Insurance Fraud and Tax Evasion—Raimund Wersching
A federal grand jury in San Francisco has indicted Raimund Wersching on six counts of insurance fraud, tax evasion, and “hiring a convicted felon to handle insurance business at his agency, including the deposit and transfer of premium money.”[1] According to the indictment, Mr. Wersching “embezzled and misappropriated over $8 million in premiums that should have been paid to the Farmers Insurance Group of Companies” between 1997 and 2000, and that he evaded taxes “on $3.6 million in corporate income for 1999 and 2000.”[2] Mr. Wersching was a kicker in the NFL from 1973 through 1987, playing for the San Diego Chargers and San Francisco 49ers.[3]
Mr. Wersching was also the co-owner of the Ray Wersching Insurance Agency.[4] His former co-owner, Mary Ann Locke (a.k.a. Mary Ann Diaz), was charged in a ten-count indictment on August 25, 2005 with insurance fraud, wire fraud, and money laundering.[5] The insurance fraud involves allegations of falsifying and altering “documents and records of his business in order to steal premium money owned to Farmers”; he also allegedly “transferred premium money to the operating account of his company, instead of remitting the funds to Farmers.”[6]
The charges facing Mr.
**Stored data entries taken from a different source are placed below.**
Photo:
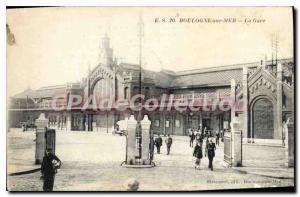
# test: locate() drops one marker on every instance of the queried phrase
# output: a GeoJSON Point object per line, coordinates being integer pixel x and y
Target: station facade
{"type": "Point", "coordinates": [262, 92]}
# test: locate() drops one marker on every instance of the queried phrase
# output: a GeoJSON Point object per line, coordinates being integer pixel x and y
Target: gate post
{"type": "Point", "coordinates": [236, 143]}
{"type": "Point", "coordinates": [145, 123]}
{"type": "Point", "coordinates": [131, 141]}
{"type": "Point", "coordinates": [289, 146]}
{"type": "Point", "coordinates": [41, 124]}
{"type": "Point", "coordinates": [227, 148]}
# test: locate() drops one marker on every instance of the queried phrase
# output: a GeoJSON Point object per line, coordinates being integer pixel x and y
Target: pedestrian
{"type": "Point", "coordinates": [217, 137]}
{"type": "Point", "coordinates": [192, 137]}
{"type": "Point", "coordinates": [198, 155]}
{"type": "Point", "coordinates": [151, 146]}
{"type": "Point", "coordinates": [158, 143]}
{"type": "Point", "coordinates": [169, 142]}
{"type": "Point", "coordinates": [198, 136]}
{"type": "Point", "coordinates": [205, 132]}
{"type": "Point", "coordinates": [210, 152]}
{"type": "Point", "coordinates": [49, 168]}
{"type": "Point", "coordinates": [222, 135]}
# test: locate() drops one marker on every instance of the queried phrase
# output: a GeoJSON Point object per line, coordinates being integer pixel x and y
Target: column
{"type": "Point", "coordinates": [145, 123]}
{"type": "Point", "coordinates": [69, 121]}
{"type": "Point", "coordinates": [278, 125]}
{"type": "Point", "coordinates": [41, 124]}
{"type": "Point", "coordinates": [289, 145]}
{"type": "Point", "coordinates": [131, 141]}
{"type": "Point", "coordinates": [236, 134]}
{"type": "Point", "coordinates": [245, 103]}
{"type": "Point", "coordinates": [232, 96]}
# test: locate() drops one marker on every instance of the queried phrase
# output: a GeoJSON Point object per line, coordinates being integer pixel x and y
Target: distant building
{"type": "Point", "coordinates": [264, 88]}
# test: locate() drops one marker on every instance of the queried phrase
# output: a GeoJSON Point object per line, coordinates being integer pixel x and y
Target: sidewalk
{"type": "Point", "coordinates": [91, 162]}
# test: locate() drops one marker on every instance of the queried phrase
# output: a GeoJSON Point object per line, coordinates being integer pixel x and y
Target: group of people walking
{"type": "Point", "coordinates": [158, 142]}
{"type": "Point", "coordinates": [210, 147]}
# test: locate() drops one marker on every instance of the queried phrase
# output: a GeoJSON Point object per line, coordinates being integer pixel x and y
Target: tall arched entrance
{"type": "Point", "coordinates": [263, 119]}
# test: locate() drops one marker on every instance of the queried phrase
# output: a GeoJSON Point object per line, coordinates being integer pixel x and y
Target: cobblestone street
{"type": "Point", "coordinates": [91, 162]}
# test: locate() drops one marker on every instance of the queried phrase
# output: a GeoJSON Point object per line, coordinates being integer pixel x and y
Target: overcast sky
{"type": "Point", "coordinates": [55, 45]}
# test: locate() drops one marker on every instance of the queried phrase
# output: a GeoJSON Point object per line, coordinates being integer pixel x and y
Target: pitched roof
{"type": "Point", "coordinates": [44, 92]}
{"type": "Point", "coordinates": [216, 78]}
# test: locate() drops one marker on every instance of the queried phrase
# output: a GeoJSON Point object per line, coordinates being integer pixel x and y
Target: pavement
{"type": "Point", "coordinates": [91, 162]}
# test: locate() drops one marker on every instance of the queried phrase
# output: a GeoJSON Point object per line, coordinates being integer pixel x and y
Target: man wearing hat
{"type": "Point", "coordinates": [210, 152]}
{"type": "Point", "coordinates": [49, 168]}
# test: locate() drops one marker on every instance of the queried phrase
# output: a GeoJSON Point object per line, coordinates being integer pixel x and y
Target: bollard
{"type": "Point", "coordinates": [145, 140]}
{"type": "Point", "coordinates": [41, 124]}
{"type": "Point", "coordinates": [50, 138]}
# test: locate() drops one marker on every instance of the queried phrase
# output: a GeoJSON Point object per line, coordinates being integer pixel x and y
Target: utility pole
{"type": "Point", "coordinates": [139, 118]}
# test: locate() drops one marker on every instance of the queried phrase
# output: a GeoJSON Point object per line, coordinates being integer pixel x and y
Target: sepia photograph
{"type": "Point", "coordinates": [150, 99]}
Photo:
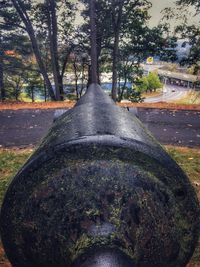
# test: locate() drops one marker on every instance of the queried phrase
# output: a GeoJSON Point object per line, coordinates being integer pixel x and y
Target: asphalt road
{"type": "Point", "coordinates": [27, 127]}
{"type": "Point", "coordinates": [170, 93]}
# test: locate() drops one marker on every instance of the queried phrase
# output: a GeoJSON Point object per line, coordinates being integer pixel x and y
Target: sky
{"type": "Point", "coordinates": [157, 6]}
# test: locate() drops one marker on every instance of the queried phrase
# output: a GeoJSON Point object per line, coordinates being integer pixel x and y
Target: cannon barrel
{"type": "Point", "coordinates": [99, 191]}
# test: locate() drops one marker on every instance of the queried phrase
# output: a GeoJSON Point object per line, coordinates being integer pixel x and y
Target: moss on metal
{"type": "Point", "coordinates": [99, 180]}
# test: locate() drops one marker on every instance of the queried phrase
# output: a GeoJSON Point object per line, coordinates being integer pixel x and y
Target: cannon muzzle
{"type": "Point", "coordinates": [99, 191]}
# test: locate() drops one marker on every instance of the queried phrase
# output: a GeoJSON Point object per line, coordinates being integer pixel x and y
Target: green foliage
{"type": "Point", "coordinates": [34, 85]}
{"type": "Point", "coordinates": [136, 96]}
{"type": "Point", "coordinates": [153, 81]}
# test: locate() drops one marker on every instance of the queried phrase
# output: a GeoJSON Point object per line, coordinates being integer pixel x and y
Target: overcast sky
{"type": "Point", "coordinates": [158, 5]}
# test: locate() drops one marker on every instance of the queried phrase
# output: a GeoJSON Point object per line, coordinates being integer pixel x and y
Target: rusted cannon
{"type": "Point", "coordinates": [99, 191]}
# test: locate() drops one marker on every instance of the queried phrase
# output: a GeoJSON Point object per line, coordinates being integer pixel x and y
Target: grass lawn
{"type": "Point", "coordinates": [187, 158]}
{"type": "Point", "coordinates": [192, 97]}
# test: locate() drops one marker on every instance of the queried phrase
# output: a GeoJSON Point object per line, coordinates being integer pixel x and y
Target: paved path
{"type": "Point", "coordinates": [170, 93]}
{"type": "Point", "coordinates": [27, 127]}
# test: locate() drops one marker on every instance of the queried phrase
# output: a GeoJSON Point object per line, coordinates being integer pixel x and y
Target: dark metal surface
{"type": "Point", "coordinates": [99, 191]}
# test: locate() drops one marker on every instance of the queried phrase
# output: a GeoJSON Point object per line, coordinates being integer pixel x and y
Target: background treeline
{"type": "Point", "coordinates": [45, 45]}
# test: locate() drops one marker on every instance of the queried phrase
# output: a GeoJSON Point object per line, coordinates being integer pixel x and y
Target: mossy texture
{"type": "Point", "coordinates": [94, 183]}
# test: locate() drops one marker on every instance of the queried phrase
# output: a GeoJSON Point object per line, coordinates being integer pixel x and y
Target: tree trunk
{"type": "Point", "coordinates": [76, 80]}
{"type": "Point", "coordinates": [45, 93]}
{"type": "Point", "coordinates": [32, 94]}
{"type": "Point", "coordinates": [19, 6]}
{"type": "Point", "coordinates": [2, 88]}
{"type": "Point", "coordinates": [114, 66]}
{"type": "Point", "coordinates": [52, 28]}
{"type": "Point", "coordinates": [116, 18]}
{"type": "Point", "coordinates": [93, 40]}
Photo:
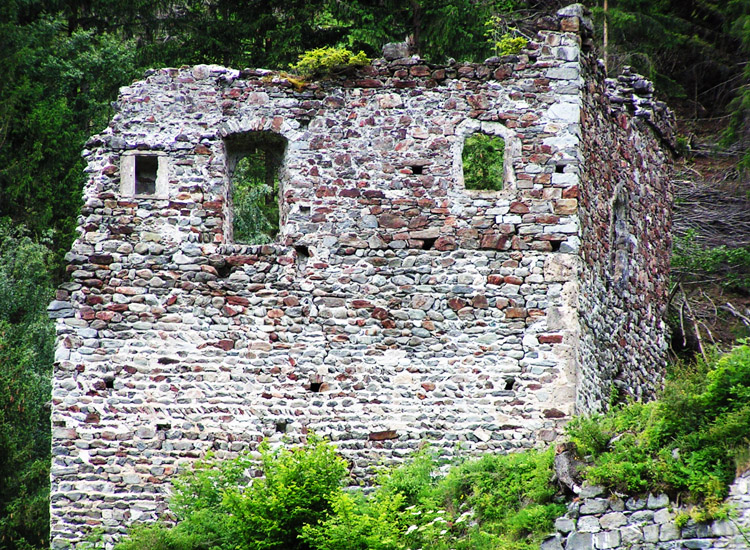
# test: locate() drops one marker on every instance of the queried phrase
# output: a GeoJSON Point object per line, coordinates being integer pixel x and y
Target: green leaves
{"type": "Point", "coordinates": [326, 62]}
{"type": "Point", "coordinates": [26, 351]}
{"type": "Point", "coordinates": [686, 442]}
{"type": "Point", "coordinates": [483, 158]}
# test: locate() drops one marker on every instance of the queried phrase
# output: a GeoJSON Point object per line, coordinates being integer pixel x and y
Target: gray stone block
{"type": "Point", "coordinates": [607, 539]}
{"type": "Point", "coordinates": [553, 542]}
{"type": "Point", "coordinates": [579, 541]}
{"type": "Point", "coordinates": [594, 506]}
{"type": "Point", "coordinates": [589, 524]}
{"type": "Point", "coordinates": [657, 501]}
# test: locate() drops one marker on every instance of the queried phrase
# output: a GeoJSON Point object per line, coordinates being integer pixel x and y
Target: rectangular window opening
{"type": "Point", "coordinates": [146, 169]}
{"type": "Point", "coordinates": [483, 161]}
{"type": "Point", "coordinates": [255, 164]}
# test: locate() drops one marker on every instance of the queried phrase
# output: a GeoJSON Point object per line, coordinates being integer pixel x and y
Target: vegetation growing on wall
{"type": "Point", "coordinates": [498, 501]}
{"type": "Point", "coordinates": [691, 441]}
{"type": "Point", "coordinates": [63, 62]}
{"type": "Point", "coordinates": [483, 157]}
{"type": "Point", "coordinates": [255, 197]}
{"type": "Point", "coordinates": [326, 62]}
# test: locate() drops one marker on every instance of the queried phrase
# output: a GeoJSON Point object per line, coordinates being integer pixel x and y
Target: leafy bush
{"type": "Point", "coordinates": [326, 62]}
{"type": "Point", "coordinates": [483, 158]}
{"type": "Point", "coordinates": [255, 198]}
{"type": "Point", "coordinates": [357, 523]}
{"type": "Point", "coordinates": [686, 442]}
{"type": "Point", "coordinates": [218, 509]}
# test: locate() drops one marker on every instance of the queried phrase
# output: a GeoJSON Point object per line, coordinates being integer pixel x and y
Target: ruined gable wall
{"type": "Point", "coordinates": [395, 308]}
{"type": "Point", "coordinates": [626, 200]}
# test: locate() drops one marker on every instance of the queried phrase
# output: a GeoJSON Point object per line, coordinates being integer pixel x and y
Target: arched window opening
{"type": "Point", "coordinates": [254, 162]}
{"type": "Point", "coordinates": [483, 159]}
{"type": "Point", "coordinates": [620, 236]}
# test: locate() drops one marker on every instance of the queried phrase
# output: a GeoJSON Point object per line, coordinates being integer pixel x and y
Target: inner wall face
{"type": "Point", "coordinates": [395, 308]}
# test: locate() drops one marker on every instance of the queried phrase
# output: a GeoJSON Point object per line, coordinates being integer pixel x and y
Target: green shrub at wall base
{"type": "Point", "coordinates": [686, 443]}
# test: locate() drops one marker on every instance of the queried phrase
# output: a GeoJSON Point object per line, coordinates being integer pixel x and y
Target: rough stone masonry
{"type": "Point", "coordinates": [396, 307]}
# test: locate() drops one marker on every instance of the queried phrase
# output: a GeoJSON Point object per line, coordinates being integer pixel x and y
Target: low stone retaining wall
{"type": "Point", "coordinates": [596, 521]}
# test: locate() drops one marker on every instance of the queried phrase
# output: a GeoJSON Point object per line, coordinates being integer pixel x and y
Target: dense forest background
{"type": "Point", "coordinates": [63, 61]}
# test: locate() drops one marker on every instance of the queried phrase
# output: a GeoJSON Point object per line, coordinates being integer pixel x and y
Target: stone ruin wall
{"type": "Point", "coordinates": [396, 307]}
{"type": "Point", "coordinates": [601, 521]}
{"type": "Point", "coordinates": [625, 215]}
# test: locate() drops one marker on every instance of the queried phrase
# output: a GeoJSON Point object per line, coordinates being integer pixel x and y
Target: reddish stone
{"type": "Point", "coordinates": [547, 218]}
{"type": "Point", "coordinates": [291, 301]}
{"type": "Point", "coordinates": [456, 304]}
{"type": "Point", "coordinates": [94, 299]}
{"type": "Point", "coordinates": [515, 313]}
{"type": "Point", "coordinates": [379, 313]}
{"type": "Point", "coordinates": [518, 208]}
{"type": "Point", "coordinates": [86, 313]}
{"type": "Point", "coordinates": [553, 413]}
{"type": "Point", "coordinates": [478, 102]}
{"type": "Point", "coordinates": [105, 315]}
{"type": "Point", "coordinates": [503, 72]}
{"type": "Point", "coordinates": [445, 243]}
{"type": "Point", "coordinates": [381, 436]}
{"type": "Point", "coordinates": [103, 259]}
{"type": "Point", "coordinates": [369, 83]}
{"type": "Point", "coordinates": [480, 301]}
{"type": "Point", "coordinates": [241, 260]}
{"type": "Point", "coordinates": [238, 301]}
{"type": "Point", "coordinates": [391, 221]}
{"type": "Point", "coordinates": [230, 312]}
{"type": "Point", "coordinates": [570, 24]}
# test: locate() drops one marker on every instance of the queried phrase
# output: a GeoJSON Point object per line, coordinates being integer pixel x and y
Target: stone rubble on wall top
{"type": "Point", "coordinates": [396, 307]}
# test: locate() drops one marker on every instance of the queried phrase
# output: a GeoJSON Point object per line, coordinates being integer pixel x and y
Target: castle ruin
{"type": "Point", "coordinates": [395, 307]}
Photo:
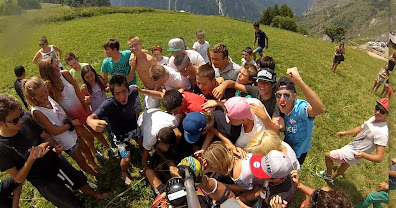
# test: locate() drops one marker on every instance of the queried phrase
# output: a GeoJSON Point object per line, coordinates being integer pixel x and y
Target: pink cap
{"type": "Point", "coordinates": [238, 108]}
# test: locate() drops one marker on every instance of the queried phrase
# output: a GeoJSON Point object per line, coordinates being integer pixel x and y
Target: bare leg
{"type": "Point", "coordinates": [329, 164]}
{"type": "Point", "coordinates": [88, 137]}
{"type": "Point", "coordinates": [79, 158]}
{"type": "Point", "coordinates": [341, 170]}
{"type": "Point", "coordinates": [99, 136]}
{"type": "Point", "coordinates": [87, 153]}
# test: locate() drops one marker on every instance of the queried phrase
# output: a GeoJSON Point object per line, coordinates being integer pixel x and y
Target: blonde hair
{"type": "Point", "coordinates": [222, 156]}
{"type": "Point", "coordinates": [156, 72]}
{"type": "Point", "coordinates": [263, 142]}
{"type": "Point", "coordinates": [29, 87]}
{"type": "Point", "coordinates": [53, 83]}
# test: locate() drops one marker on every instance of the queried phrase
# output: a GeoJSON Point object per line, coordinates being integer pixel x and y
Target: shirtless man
{"type": "Point", "coordinates": [141, 63]}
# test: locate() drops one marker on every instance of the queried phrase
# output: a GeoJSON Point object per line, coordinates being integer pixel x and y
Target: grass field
{"type": "Point", "coordinates": [346, 94]}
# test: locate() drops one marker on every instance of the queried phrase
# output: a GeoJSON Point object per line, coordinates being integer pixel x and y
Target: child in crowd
{"type": "Point", "coordinates": [20, 74]}
{"type": "Point", "coordinates": [53, 118]}
{"type": "Point", "coordinates": [372, 135]}
{"type": "Point", "coordinates": [261, 38]}
{"type": "Point", "coordinates": [64, 90]}
{"type": "Point", "coordinates": [382, 76]}
{"type": "Point", "coordinates": [94, 88]}
{"type": "Point", "coordinates": [72, 60]}
{"type": "Point", "coordinates": [202, 46]}
{"type": "Point", "coordinates": [157, 53]}
{"type": "Point", "coordinates": [247, 57]}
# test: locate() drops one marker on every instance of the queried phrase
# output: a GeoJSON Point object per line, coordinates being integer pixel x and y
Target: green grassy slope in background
{"type": "Point", "coordinates": [346, 94]}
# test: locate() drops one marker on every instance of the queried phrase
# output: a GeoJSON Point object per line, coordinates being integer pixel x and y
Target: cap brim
{"type": "Point", "coordinates": [190, 138]}
{"type": "Point", "coordinates": [255, 166]}
{"type": "Point", "coordinates": [382, 106]}
{"type": "Point", "coordinates": [173, 49]}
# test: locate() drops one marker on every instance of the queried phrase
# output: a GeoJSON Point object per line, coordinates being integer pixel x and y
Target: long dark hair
{"type": "Point", "coordinates": [98, 79]}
Wersching are 18 U.S.C. § 1033 (misappropriation and embezzlement of premium), 18 U.S.C. § 1033 (permitting a convicted felon to participate in an insurance business), 26 U.S.C. § 7201 (tax evasion), and 26 U.S.C. § 7203 (failure to file a corporate tax return).
18 U.S.C. § 1033(e)(1)(A), the provision covering convicted felons willfully engaging in the insurance business, does not require a specific intent to violate the law.[7] “The stature gives a person of ordinary intelligence reasonable notice that after a felony conviction involving dishonesty or a breach of trust, he may not broker the sale of or issue insurance policies or hold himself out as an insurance broker or collect insurance premiums.”[8] Furthermore, the Government is not required to prove that the defendant had “actual knowledge of the prohibition in the statute.”[9] All that is required for the statute to apply to an individual is that a “defendant ‘willfully engage[] in the business of insurance.’”[10] However, Mr. Wersching is charged under section 1033(e)(1)(B), which prohibits allowing a person with a felony conviction to engage in the insurance business; the person who is named in the indictment as the convicted felon is Ms. Locke, who has allegedly been convicted of forgery.[11]
To prove a violation of 26 U.S.C. § 7203 (failure to file a tax return), the government must prove that the individual “was a person required by law to file a return for the taxable period”; that he “failed to file a return at the time required”; and that “the failure was willful.”[12]
[1] US Attorneys Office, Ray Wersching Indicted on $8 Million Insurance Fraud and Tax Evasion, Mar. 22, 2006.
[2] Id.
[3] Ray Wersching, Wikipedia.org, last visited Mar. 23, 2006. Because it is a user-edited resource, information available from Wikipedia is subject to change.
[4] USAO, supra note 1.
[5] Id.
[6] Id.
[7] United States v. Peterson, 357 F. Supp. 2d 748, 754 (S.D.N.Y. 2005).
[8] Id.
[9] Id.
[10] Id.
[11] United States v. Wersching, No. 3:06-CR-0183, Indictment at 4 (C.D. Cal. 2006).
[12] United States v. Londe, 449 F. Supp. 590, 593 (E.D. Mo. 1978).